Business

Log exports to peak before dropping more than a third within decade - Forsyth Barr

11:04 am on 26 October 2021

Major changes are looming for the forestry sector as the deluge of raw log exports fades amid dwindling supplies and demands increase from the building industry and other users.

Photo: 123RF / Lakeview Image Library

An industry report by investment house Forsyth Barr suggests the mainstay of the industry, log exports, will peak and then drop by more than a third within a decade.

"Export volumes will peak by 2026 then decline as insufficient planting activity after the 1990s boom means total harvest volumes will fall," report author and head of research Andy Bowley said.

"The use of wood domestically is undergoing a transformation through the use of trees to sequester carbon, power boilers and as a low carbon building material alternative."

He said that would see the medium-term outlook driven by small forestry owners, who would influence export log volumes depending on demand and supply chain constraints.

Another wild card is the government's plan to change the industry towards more domestic processing and higher value processed products.

And a shift to net-zero emissions will further change industry dynamics as moves to biofuels and carbon sequestering may spur more planting and higher prices, but not for the export trade as it currently operates.

"Over the medium term this could be detrimental to export volumes but over the longer term could be very beneficial," Bowley said.

Small forest owners rule - for now

Forestry Owners Association chief executive Phil Taylor said small forest owners would remain influential in the short term.

"Back in the 1990s, it was the small forest owners who largely developed or established new forests on the back of very strong markets at that time, so they currently represent quite a significant component of the harvest volumes coming out of New Zealand."

He said small forestry fowners would be harvesting many of the export logs in the near term, but that could change depending on market conditions.

"Typically the small forest owners have one opportunity in say, 28- to 30 years, to optimize the return on their investment so they are very sensitive to what's happening out in the market, and they have the ability to either to harvest or stop harvesting at very short notice."

Taylor said large owners had needs to fill production and earn cash which would see them weather out markets downturns.

But he said bigger challenges to the sector loom on the horizon with ambitions to encourage more local processing.

"We may actually see a high proportion of the logs that are currently exported processed domestically, and then exported as a higher valued product."

Change and help needed

Wood Processors & Manufacturers Association chair Brian Stanley said a lot of investment and government help would be needed to scale-up domestic production to become a thriving export industry.

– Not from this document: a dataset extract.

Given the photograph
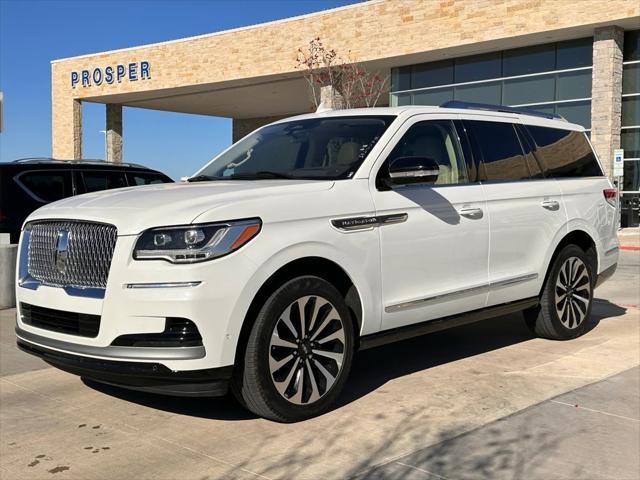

"The global subsidies and non-tariff barriers that are applied by every other country in the world except New Zealand make it difficult for our sawmillers to actually compete in the global marketplace."

"We hope that the industry transformation plan is going to find some levers to pull to mitigate some of that stuff."

Stanley said the government should be looking at tax changes to encourage the building of new sawmills and attract investment.

"If you build a new sawmill over in the United States, it is written off in 12 months. If you build a new sawmill in New Zealand it gets written off over 10 or 15 years.

He said the forestry sector also needed guaranteed long-term wood supplies .

"They can only get short-term supply contracts and nobody is going to invest $15m to $20m, or probably more -- up to $60m for a modern state-of-the-art sawmill -- unless they've got guaranteed supply contracts."